The electroabsorption properties of a number of semi-insulating materials including indium phosphide, gallium arsenide and Langmuir/Blodgett thin films of anthracene are reported. Single crystals of InP:Cr, InP:Fe and GaAs:Cr were subjected to large electric fields at a variety of temperatures and the resulting small changes upon the optical absorption spectra were carefully recorded. Prior to the performance of the electroabsorption measurements, the specimens were examined using such techniques as ac. and dc. conductivity, photoconductivity and zero-field optical absorption. Electroabsorption measurements were performed as a function both of the frequency and magnitude of the applied electric field. In addition, the presence of odd harmonics in the electroabsorption signal was examined.
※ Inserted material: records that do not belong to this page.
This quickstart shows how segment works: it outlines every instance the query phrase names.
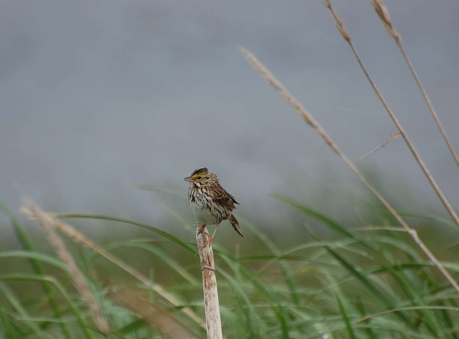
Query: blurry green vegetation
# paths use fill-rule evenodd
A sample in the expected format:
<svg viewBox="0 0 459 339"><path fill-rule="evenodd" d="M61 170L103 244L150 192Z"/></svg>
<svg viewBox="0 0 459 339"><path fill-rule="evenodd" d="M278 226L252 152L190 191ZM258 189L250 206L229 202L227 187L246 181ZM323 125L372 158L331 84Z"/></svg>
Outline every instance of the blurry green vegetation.
<svg viewBox="0 0 459 339"><path fill-rule="evenodd" d="M183 198L183 192L141 188ZM301 215L298 225L282 225L282 229L290 232L294 229L299 240L308 240L291 246L285 242L280 245L280 242L242 215L237 217L245 231L241 240L244 251L238 246L229 250L224 237L219 238L217 234L213 247L224 336L459 338L457 293L384 211L371 210L372 222L363 222L364 226L356 228L300 202L274 196ZM75 289L67 267L52 252L36 249L36 237L32 240L8 209L0 207L10 219L21 248L0 251L0 338L104 338L84 299ZM185 218L170 209L165 210L194 232ZM435 225L439 233L451 232L447 220L408 214L410 221ZM189 308L204 318L194 243L135 220L61 215L64 216L71 225L77 220L103 220L108 225L122 223L142 227L156 237L118 241L104 248L146 273L152 283L173 295L178 305L172 305L113 263L61 235L108 321L112 338L206 337L199 322L182 311ZM326 228L330 236L321 238L323 235L310 226L312 223ZM420 234L422 238L422 231ZM158 241L158 236L162 241ZM39 240L45 241L44 237ZM219 246L222 243L225 247ZM445 249L432 249L436 254L440 251L440 258L444 256ZM443 264L457 277L457 260Z"/></svg>

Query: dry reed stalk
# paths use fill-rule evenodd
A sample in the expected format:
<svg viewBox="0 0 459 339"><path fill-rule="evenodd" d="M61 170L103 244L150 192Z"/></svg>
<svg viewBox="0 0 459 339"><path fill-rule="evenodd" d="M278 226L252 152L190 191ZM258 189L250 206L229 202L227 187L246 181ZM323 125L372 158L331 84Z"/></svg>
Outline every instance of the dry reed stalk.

A correlation between the existence of frequency dependent effects and the specimens' photoconductivity was found. The electroabsorption spectra were analyzed within the context of the one-electron Franz- Keldysh theory, thus allowing the reduced effective masses of InP:Fe, InP:Cr and GaAs:Cr to be calculated. These values are in good agreement with published data for pure material. The lightly substituted anthracene Langmuir films were also examined using ac. and dc. conductivity techniques. In addition, data are reported concerning the fluorescent, electroluminescent and photo- conductive properties of the specimens. The electroabsorption spectra for these materials is interpreted in terms of the quadratic Stark effect. An analysis of these data leads to a value of 36 A for the average static polarizability change of a C4 anthracene film in the vicinity of the first singlet state absorption.